British Columbians need action, not more study, to address problems with provincial tax system
They say the first step to finding a solution is to identify the problem. And B.C.’s tax system represents a real problem for the province. Without more competitive tax policies, B.C. risks losing entrepreneurs and investment that may gravitate elsewhere. Inaction ultimately means fewer opportunities and less prosperity for British Columbians.
Thankfully, the B.C. government seems to recognize we have a problem, recently establishing a commission to generate ideas on how to make the provincial tax system more competitive. While the creation of the panel is a positive development, there’s no guarantee the commission will spark any action. After all, the recommendations by the government’s previous expert panel on taxation were largely ignored.
If the B.C. government truly wants to make the provincial tax system more competitive, reform is needed across three key taxes: the provincial sales tax, the corporate income tax, and the personal income tax.
Let’s start with the PST. Moving back to the PST from the unpopular HST was an economically damaging tax change since the PST taxes business inputs (machines, equipment, materials, energy and other items) used by entrepreneurs to produce and sell their goods and services, effectively raising the cost of investment in the province. In contrast, almost all of B.C.’s competitors have moved to a value-added sales tax such as the abolished HST, which exempts business inputs from sales taxes.
Addressing this problem is critical for B.C.’s economic prospects, as the province continues to have one of the highest overall tax rates on new investment in Canada and the developed world.
Understandably, the government is likely unwilling to bring back the politically hot HST—in fact, the commission’s terms of reference rule it out. But a second best alternative is to reform the PST in a way that exempts all business inputs from sales taxes.
A move in this direction would resurrect a key recommendation from the old expert panel: introduce a refundable investment tax credit equal to the PST paid on machinery, equipment and technology (such as computer software).
Another damaging tax hike in recent years is the increase to the corporate income tax rate from 10 to 11 per cent. Research by noted tax economist Bev Dahlby—who incidentally will chair the commission—finds that the corporate tax is among the most economically detrimental forms of taxation in terms of its effect on incomes and prosperity. Despite the rhetoric about “corporations” paying for corporate tax hikes, it’s ultimately people who pay, with workers footing part of the bill through lower wages.

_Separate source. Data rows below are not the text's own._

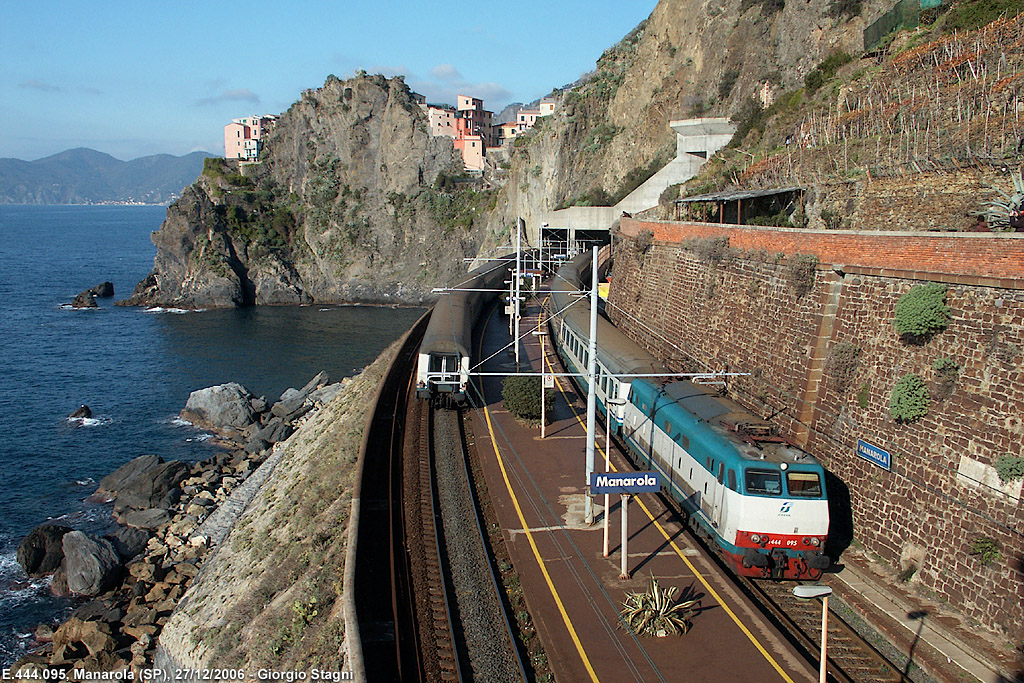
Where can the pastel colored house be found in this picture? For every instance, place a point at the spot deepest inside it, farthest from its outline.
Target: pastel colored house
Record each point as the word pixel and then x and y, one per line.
pixel 243 137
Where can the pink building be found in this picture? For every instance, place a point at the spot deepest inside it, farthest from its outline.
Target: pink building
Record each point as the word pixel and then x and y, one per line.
pixel 440 121
pixel 243 137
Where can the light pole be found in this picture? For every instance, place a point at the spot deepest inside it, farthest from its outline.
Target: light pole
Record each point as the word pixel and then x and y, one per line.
pixel 544 379
pixel 607 460
pixel 817 591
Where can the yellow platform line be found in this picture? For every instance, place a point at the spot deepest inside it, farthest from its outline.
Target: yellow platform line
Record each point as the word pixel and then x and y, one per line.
pixel 668 537
pixel 529 536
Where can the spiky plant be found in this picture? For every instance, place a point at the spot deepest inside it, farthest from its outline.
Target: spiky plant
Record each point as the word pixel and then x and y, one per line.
pixel 999 212
pixel 656 611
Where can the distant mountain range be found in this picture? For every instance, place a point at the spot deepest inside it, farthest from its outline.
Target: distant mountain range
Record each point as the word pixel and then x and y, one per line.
pixel 87 176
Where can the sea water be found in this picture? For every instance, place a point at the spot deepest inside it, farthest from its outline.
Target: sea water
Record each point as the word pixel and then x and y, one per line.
pixel 134 369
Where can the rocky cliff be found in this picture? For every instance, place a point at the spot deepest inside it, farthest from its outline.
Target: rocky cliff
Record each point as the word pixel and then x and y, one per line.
pixel 352 201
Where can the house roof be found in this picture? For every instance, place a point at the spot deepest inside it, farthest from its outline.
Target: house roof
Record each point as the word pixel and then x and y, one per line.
pixel 737 195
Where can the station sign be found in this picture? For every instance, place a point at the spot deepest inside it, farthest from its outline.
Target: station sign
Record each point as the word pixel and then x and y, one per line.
pixel 875 455
pixel 624 482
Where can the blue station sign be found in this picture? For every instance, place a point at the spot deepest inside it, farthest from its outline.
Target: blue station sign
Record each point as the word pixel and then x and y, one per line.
pixel 875 455
pixel 624 482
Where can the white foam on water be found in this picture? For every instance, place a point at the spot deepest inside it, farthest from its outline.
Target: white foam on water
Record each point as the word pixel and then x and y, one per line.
pixel 173 310
pixel 90 422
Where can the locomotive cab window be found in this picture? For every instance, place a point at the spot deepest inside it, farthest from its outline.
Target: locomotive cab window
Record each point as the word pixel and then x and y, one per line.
pixel 804 484
pixel 764 482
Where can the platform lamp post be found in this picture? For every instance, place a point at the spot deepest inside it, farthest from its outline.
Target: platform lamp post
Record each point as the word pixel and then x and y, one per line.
pixel 607 460
pixel 817 591
pixel 544 380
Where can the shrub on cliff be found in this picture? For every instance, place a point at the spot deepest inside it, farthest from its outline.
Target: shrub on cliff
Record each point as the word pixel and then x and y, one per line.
pixel 522 396
pixel 922 312
pixel 909 399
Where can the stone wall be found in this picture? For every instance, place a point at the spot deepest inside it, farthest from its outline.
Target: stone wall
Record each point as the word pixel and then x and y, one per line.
pixel 699 305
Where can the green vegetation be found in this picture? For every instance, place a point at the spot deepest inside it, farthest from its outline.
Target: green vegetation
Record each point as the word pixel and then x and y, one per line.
pixel 522 397
pixel 922 312
pixel 657 612
pixel 1010 468
pixel 946 374
pixel 842 364
pixel 986 549
pixel 909 399
pixel 863 394
pixel 971 14
pixel 800 273
pixel 728 80
pixel 825 71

Returning the rate to 10 per cent, or dropping it further, would give B.C. a marked advantage relative to the other provinces.
Finally, we cannot forget about personal income taxes. Lower personal tax rates encourage individuals to work hard, expand their skills, invest and engage in entrepreneurial activities—all activities that help spur prosperity in the province. Moreover, evidence shows that competitive rates help attract and retain highly-skilled workers such as doctors, lawyers, entrepreneurs, business professionals, engineers and scientists.
We commend the government for following through on its commitment to eliminate the temporary top tax rate enacted in 2014. However, this year, the federal government enacted its own new and higher top personal income tax rate, more than wiping out the provincial rate reduction. B.C.’s combined federal-provincial top rate is now 47.7 per cent and higher than the combined rate in most U.S. states including next-door Washington (39.5 per cent), which has no state income tax.
Bottom line: the government has acknowledged the problems with the provincial tax system. But that’s only step one. Ultimately, British Columbians need action—not just more study.